Nacido en el castillo de Arona, cerca del lago Mayor, en una familia noble de Lombardía, Carlos Borromeo mostró gran piedad desde joven, y una inclinación por el estudio del derecho y la teología. Tras obtener el doctorado en Derecho canónico y civil en la Universidad de Pavía, su tío, el Papa Pío IV, le nombró cardenal a los 22 años, encargándole importantes responsabilidades en la curia y en la administración de la Iglesia.

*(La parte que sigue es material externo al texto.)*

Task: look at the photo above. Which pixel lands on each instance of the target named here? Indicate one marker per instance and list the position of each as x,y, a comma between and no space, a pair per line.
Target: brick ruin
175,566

Como cardenal, Borromeo desempeñó un papel decisivo en la conclusión y aplicación del Concilio de Trento (1545-1563). Promovió la formación del clero y la educación cristiana del pueblo. En 1564 fue nombrado arzobispo de Milán, diócesis que no había sido visitada personalmente por sus prelados durante casi ochenta años.
En Milán, san Carlos se entregó a una profunda renovación pastoral. Fundó el seminario para la formación de sacerdotes, visitó personalmente todas las parroquias de su diócesis –incluso las más apartadas– y reformó las costumbres. Impulsó la catequesis, la música sagrada, el arte religioso y la caridad. Durante la peste de 1576, destacó por su heroísmo. Permaneció en la ciudad cuando muchos huyeron, y organizó procesiones, oraciones y ayuda para los enfermos y pobres, aun a costa de su propia salud.
“Las almas se conquistan de rodillas”
Su vida fue austera y de oración, con entrega pastoral, según sus biógrafos. Al mismo tiempo, según el santoral vaticano, después del cisma provocado por la Reforma luterana, la Iglesia católica se hallaba en un período particularmente crítico. Y el joven arzobispo no tuvo miedo de defender la Iglesia contra la interferencia de los poderosos.
Borromeo animó a sacerdotes, religiosos y diáconos a experimentar la fuerza de la oración y de la penitencia, transformando sus vidas en camino de santidad. “Las almas”, repetía a menudo, “se conquistan de rodillas”. Murió el 3 de noviembre de 1584, a los 46 años, exhausto por el trabajo y el ayuno. Fue canonizado en 1610 por el Papa Paulo V.